Quantencomputing und Bitcoin
In einem Interview am Mittwoch mit Yahoo Finance warnte Alan Baratz, CEO von D-Wave, dass Quantencomputing letztendlich in der Lage sein wird, das Proof-of-Work-Protokoll von Bitcoin zu gefährden. Baratz betonte, es sei „klar“, dass ausreichend fortgeschrittene Quantenmaschinen eines Tages die Hardware übertreffen werden, die für das Mining der führenden Kryptowährung verwendet wird. Der genaue Zeitrahmen ist unklar, aber er argumentiert, dass die Kryptowährungsindustrie bereits jetzt quanten-native Alternativen in Betracht ziehen sollte, bevor die Technologie ausgereift ist.
Neues Quanten-Proof-of-Work-Protokoll
Baratz erklärte zudem, dass D-Wave bereits ein neues Quanten-Proof-of-Work-Protokoll demonstriert hat, das als Ersatz für den bestehenden Mining-Mechanismus von Bitcoin dienen könnte. Dieses Protokoll basiert auf Quantenoptimierungsproblemen, die von Quantensystemen effizient gelöst werden können. Das Konzept zielt darauf ab, die wettbewerbsfähige Natur des Proof-of-Work beizubehalten und gleichzeitig sicherzustellen, dass das Mining resistent gegen Angriffe bleibt. Baratz gab an, dass der Ansatz etwa 1.000 Mal energieeffizienter ist und dass ein solches Protokoll schließlich eine tragfähige Alternative für Bitcoin darstellen könnte.
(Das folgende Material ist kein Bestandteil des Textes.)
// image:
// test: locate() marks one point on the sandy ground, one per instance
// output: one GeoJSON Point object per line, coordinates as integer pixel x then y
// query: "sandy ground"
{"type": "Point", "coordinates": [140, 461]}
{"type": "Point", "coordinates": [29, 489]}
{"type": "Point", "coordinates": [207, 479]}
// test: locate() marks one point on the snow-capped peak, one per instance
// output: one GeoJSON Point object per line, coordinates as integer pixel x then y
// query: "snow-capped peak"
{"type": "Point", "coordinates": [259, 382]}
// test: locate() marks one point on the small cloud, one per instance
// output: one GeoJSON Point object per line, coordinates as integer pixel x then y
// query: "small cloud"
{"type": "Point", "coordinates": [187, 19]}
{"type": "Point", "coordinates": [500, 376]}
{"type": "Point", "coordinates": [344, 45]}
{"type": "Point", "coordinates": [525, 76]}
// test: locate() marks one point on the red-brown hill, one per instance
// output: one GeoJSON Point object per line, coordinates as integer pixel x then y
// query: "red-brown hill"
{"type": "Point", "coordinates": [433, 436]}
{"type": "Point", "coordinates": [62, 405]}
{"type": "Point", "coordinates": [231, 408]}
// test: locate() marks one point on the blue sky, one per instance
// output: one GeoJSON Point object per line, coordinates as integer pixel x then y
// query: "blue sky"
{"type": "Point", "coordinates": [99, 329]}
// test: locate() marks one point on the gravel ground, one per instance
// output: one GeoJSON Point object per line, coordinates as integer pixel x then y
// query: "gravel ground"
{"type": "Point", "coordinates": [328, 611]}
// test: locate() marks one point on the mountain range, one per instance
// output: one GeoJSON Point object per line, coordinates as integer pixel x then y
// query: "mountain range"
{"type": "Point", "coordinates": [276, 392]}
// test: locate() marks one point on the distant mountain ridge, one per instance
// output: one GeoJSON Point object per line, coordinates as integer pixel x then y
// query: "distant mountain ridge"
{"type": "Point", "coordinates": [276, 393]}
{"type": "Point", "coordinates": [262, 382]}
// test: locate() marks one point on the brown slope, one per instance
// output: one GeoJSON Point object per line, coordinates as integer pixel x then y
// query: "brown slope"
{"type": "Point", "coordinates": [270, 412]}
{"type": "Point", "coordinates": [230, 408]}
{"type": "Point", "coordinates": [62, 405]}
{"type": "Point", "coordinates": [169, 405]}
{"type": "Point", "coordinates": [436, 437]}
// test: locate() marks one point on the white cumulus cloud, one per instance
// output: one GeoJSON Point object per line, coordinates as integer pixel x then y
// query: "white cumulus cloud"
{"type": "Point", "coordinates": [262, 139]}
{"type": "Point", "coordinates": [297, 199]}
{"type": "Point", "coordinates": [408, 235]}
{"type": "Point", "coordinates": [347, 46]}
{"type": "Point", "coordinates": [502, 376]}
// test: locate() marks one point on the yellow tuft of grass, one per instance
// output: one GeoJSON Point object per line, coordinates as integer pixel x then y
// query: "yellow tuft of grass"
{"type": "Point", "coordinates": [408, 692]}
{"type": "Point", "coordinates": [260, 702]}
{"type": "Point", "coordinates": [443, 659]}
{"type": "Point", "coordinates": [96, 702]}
Derzeit bleibt der Vorschlag jedoch experimentell.
Widerstand gegen Veränderungen
Der aktuelle Proof-of-Work-Algorithmus von Bitcoin funktioniert seit Jahren zuverlässig, und ein potenzieller Übergang zu einem neuen Protokoll würde wahrscheinlich auf starken Widerstand innerhalb der Community stoßen. Die meisten Experten sind sich einig, dass die gegenwärtige Quantenhardware noch weit davon entfernt ist, eine unmittelbare Bedrohung für das Bitcoin-Netzwerk darzustellen.
Sicherheit von Bitcoin und KI-Forschung
Die Debatte über die Sicherheit von Bitcoin hat sich auch über das Quantencomputing hinaus ausgeweitet, insbesondere im Licht neuer Forschungen des KI-Unternehmens Anthropic. Wie von U.Today berichtet, hat das Claude Mythos Preview-Modell Eve von Anthropic kürzlich zuvor unbekannte Angriffe gegen absichtlich geschwächte Versionen kryptografischer Algorithmen entdeckt. Diese Forschung hat die Diskussion darüber angeheizt, ob zunehmend leistungsfähige KI-Systeme kryptografische Durchbrüche beschleunigen könnten. Bitcoin-Evangelist Samson Mow hat geäußert, dass es keinen Grund gibt, sich zu beeilen, um post-quantenkryptografische Verfahren zu übernehmen.